De nieuwe plaat The Bad Fire werd nog maar net gelost of hier staan de Schotse donderprekers van Mogwai al op de dorpel. Zelden laten de heren ons landje links liggen, en ook deze keer zakken we enthousiast naar de Ancienne Belgique af om ons in de ruis en chaos te laten onderdompelen. Alhoewel: dat laatste album komt al eens wat minder nijdig uit de hoek, en ook live houden onze trommelvliezen het – toch min of meer.
Zo’n dertig jaar doen de heren het al, herrie maken. Er zijn in die tijd wel wat variaties op het thema geweest, maar nooit van die aard dat Mogwai opeens niet meer als Mogwai klonk. Synths doken op, en ook zanglijnen zijn steeds vaker van de partij. Maar dat complex ineenvlechten van verschillende lagen tot een onweerstaanbaar weefgetouw, daar blijft het Schotse vijftal heer en meester in. Gezien het bredere geluidsscala is het daarbij niet een over elkaar vallen van distorted gitaren, maar een meer uitgebalanceerd geheel.
Wat daar live van overschiet, mogen we ontdekken na een half uurtje met de Schotse singer-songwriter-der-duisternis Kathryn Joseph. De dame resideert op Rock Action, Mogwai’s eigen label, en we begrijpen waarom. Joseph, alleen met stem en piano, lijkt qua opstelling wel heel ver te liggen van de daaropvolgende postrockers hun gedender, maar de songs bevatten enkele herkenbare elementen. Het repetitieve mantra van enkele akkoorden vormt de basis van elk nummer, als in een oneindige lus. Melodieën die een zeker ongemak opwekken, waarover de krakende en soms bijna blatende vibrato van Joseph donkere thema’s als zelfhaat, genocides en onderdrukking aanhaalt. Interessant, dat zeker, maar misschien toch ietsje te beperkt om ons de hele tijd te boeien.
Tijd voor de hoofdact. Vijf gebogen hoofden komen in de duisternis het podium opgewandeld, en frontman-verdoken-aan-de-linkerkant-van-het-podium Stuart Braithwaite begroet ons met de gekende woorden. “Good evening, how are you doing? We’re Mogwai, from Glasgow, Scotland.” Oef, er zijn nog zekerheden in het leven.
Openen doen ze met het eerste nummer van de nieuwe plaat, “God Gets You Back”. Meteen blijkt: de balans blijft ook live in evenwicht zonder daarbij in te boeten aan spanning.

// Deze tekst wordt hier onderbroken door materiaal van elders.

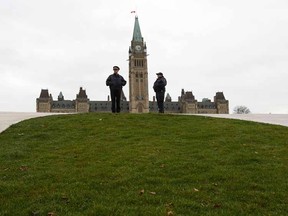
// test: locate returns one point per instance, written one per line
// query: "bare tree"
(241, 110)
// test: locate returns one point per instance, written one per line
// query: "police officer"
(159, 88)
(115, 83)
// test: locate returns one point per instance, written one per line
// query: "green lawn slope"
(148, 164)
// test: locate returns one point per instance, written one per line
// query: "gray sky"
(238, 47)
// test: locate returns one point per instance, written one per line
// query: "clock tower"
(138, 73)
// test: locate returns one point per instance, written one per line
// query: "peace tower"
(138, 73)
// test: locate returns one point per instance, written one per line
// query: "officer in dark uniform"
(159, 88)
(115, 83)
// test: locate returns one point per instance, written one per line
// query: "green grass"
(148, 164)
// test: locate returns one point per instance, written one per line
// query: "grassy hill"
(148, 164)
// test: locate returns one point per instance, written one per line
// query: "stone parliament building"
(138, 92)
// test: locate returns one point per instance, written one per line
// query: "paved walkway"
(277, 119)
(9, 118)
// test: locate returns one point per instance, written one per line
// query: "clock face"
(138, 47)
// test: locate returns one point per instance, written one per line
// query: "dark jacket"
(159, 84)
(115, 81)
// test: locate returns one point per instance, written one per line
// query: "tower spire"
(137, 36)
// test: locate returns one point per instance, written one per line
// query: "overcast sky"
(203, 46)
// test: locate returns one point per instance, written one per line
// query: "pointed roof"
(137, 36)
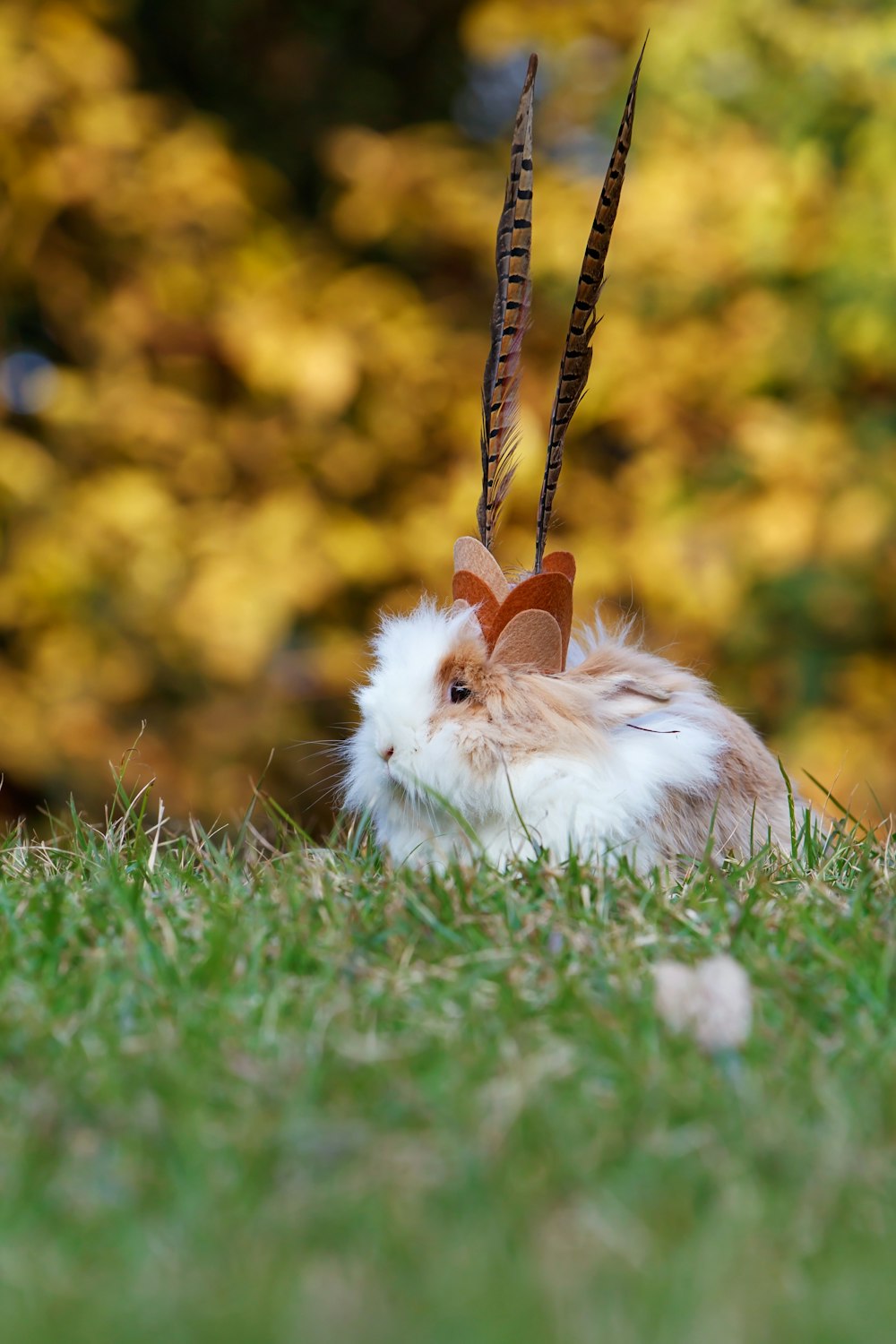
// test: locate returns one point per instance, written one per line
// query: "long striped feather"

Het strakke ritme en de hypnotiserende cyborg-zanglijn doen al meteen de hoofdjes in de zaal knikken. We bemerken zelfs al een wild headbangende krullenbol op de eerste rij; die haalt geheid het einde van de avond niet. Ondanks het gebrek aan uitbarsting deinen we toch op en neer op de dynamiek van deze song, en halen we zowaar het einde met beide trommelvliezen nog maagdelijk.
Hierna krijgen we zowaar twee relieken: “Summer” en “Ithika 27ø9” zijn vanop hun eerste plaat Ten Rapid en werden naar onze herinnering nog niet live gebracht. De band werkt ze moeiteloos af, enkel wat gehinderd door een geluidsmix die soms helaas wat ontstemd is. Geflankeerd door nieuwelingen “God Gets You Back” en “Pale Vegan Hip Pain” zou je een enorme stijlbreuk verwachten, maar de nummers blenden geweldig in het geheel. Het recenter werk krijgt een meer futuristische tint met al die elektronica en de mooie, passende visuals van druppelende discoleds, maar elke song weet diezelfde gebetenheid over te brengen. Op basis van die laatste plaat toch een aangename verrassing.
Maar je vult geen dertig jaar elke concertzaal met enkele vergeten oude en nagelnieuwe songs. Voor zover we van hits kunnen spreken, worden we ook deze keer weer getrakteerd op “New Paths to Helicon Pt I”, “Take Me Somewhere Nice” en “Mogwai Fear Satan” in de bisronde. Niet dat de band enkel hierop kan teren; zo vormen recentere songs “Ritchie Sacramento”, “Lion Rumpus” en zéker “Drive the Nail” absolute hoogtepunten in de set.
Veel meer beheerst dan we gewoon zijn, maar minstens even begeesterend: het kan. Voldaan keren we terug naar huis, en dit zonder een nieuw cochleair implantaat te moeten bestellen. Schots, dertig jaar oud, en wereldklasse: het hoeft niet altijd whisky te zijn.